Oliver came out to his family just days before that TV interview.
“It was one of those instances where I was going ‘well I am going to say this and sure you know already!’ and they were like ‘well, actually no, what are you talking about?’ It was all over very fast, which was nice, it was like a coming out nuke,” he says.
Oliver has been in a committed relationship for the last three years, but laughs that he is not about to divulge his intentions to me and the rest of the world. Safe to say, he is very happy.
Despite his jovial take on life, Oliver is intensely interested in current affairs and often uses his work to make statements about society and politics, which others may find uncomfortable.
“Comedy begins with rage in the first place,” he explains.
“For example I was surprised Mary Harney’s appearance in the Banking Inquiry got such little coverage and how little coverage she gets generally because she was the Minister for Health for seven years.
“The year she left she got a €750,000 pension and lump sum payout and she continues to make €130,000 a year ever since.
“You look back at her track record — she used to fly to a huge number of junkets, there was a St Patrick’s Day when she was three weeks in New Zealand, the hairdos in Florida, she took a helicopter one time to open her friend’s off-licence in Sligo while she was Minister for Health,” Oliver laughs, clearly exasperated.
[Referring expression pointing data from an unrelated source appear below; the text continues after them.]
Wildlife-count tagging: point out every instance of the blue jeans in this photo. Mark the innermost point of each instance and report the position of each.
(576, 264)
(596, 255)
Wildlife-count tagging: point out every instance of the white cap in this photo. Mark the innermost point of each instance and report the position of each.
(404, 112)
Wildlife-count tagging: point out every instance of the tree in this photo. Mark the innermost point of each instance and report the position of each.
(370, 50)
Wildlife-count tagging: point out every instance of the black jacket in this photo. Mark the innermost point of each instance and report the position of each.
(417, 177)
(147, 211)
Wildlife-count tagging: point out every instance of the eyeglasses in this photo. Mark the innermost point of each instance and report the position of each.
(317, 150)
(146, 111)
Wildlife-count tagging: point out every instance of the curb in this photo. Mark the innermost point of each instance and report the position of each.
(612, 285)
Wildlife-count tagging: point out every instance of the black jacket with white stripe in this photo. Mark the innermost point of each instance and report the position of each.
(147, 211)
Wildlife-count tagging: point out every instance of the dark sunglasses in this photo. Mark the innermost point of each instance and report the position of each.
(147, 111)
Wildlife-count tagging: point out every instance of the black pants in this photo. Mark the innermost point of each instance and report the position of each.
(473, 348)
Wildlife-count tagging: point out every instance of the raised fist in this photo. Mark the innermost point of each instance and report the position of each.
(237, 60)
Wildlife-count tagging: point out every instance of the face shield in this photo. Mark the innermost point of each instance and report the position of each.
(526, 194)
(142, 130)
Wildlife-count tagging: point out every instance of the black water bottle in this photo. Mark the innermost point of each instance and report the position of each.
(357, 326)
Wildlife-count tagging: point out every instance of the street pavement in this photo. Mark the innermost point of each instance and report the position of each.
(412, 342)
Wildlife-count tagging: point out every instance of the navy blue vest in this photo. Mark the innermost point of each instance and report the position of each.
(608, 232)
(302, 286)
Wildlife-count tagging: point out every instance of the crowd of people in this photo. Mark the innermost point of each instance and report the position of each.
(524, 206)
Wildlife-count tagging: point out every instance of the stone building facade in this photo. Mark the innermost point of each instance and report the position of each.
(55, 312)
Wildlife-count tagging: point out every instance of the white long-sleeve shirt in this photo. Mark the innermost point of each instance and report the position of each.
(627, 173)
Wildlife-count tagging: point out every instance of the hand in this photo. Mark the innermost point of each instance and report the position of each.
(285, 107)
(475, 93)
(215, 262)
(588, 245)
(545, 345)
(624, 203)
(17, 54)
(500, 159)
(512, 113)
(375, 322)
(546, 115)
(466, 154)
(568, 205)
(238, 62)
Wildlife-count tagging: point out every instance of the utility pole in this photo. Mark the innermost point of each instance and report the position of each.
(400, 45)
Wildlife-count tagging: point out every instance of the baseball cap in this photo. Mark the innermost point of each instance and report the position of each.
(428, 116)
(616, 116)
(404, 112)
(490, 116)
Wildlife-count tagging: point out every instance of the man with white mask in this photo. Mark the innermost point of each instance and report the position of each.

“It also shows how useless the Banking Inquiry is because Mary Harney as Minister for Enterprise actually set up the financial regulator, so she has a huge responsibility for the crash and for the mess of a health service, and yet she gets to sail off into the sunset with €130,000 in her back pocket. So there is a fury there.
“Then you have the current posse; the controversy about the pensions of former minister has come up, yet Enda Kenny is saying they should not take the increase when he himself is standing to inherit a teacher’s pension, a TD’s pension and a Taoiseach’s pension.
“For the people who make the laws to say there is nothing they can do about that is utter bullshit,” Oliver says.
“Barack Obama, when they said he couldn’t remove the banker’s bonuses in America, he said ‘well I can bring in a 99pc tax on it’. There is always a way around it, but politicians, particularly those heading for pension age, who will get huge pensions, obviously don’t want to tackle that pension issue.”
Oliver chooses to laugh at the situation Ireland is in: it is, he agrees, one of those scenarios at which you either laugh or cry.
“I am not completely depressed, though I don’t think we live in a dystopian Ireland,” he moves to qualify. “Mick Wallace for example, someone we slagged relentlessly because it turned out his company had withheld a lot of VAT and was a huge tax defaulter — but since then he has actually become a TD with quite a national outlook, so some do redeem themselves as they go along.”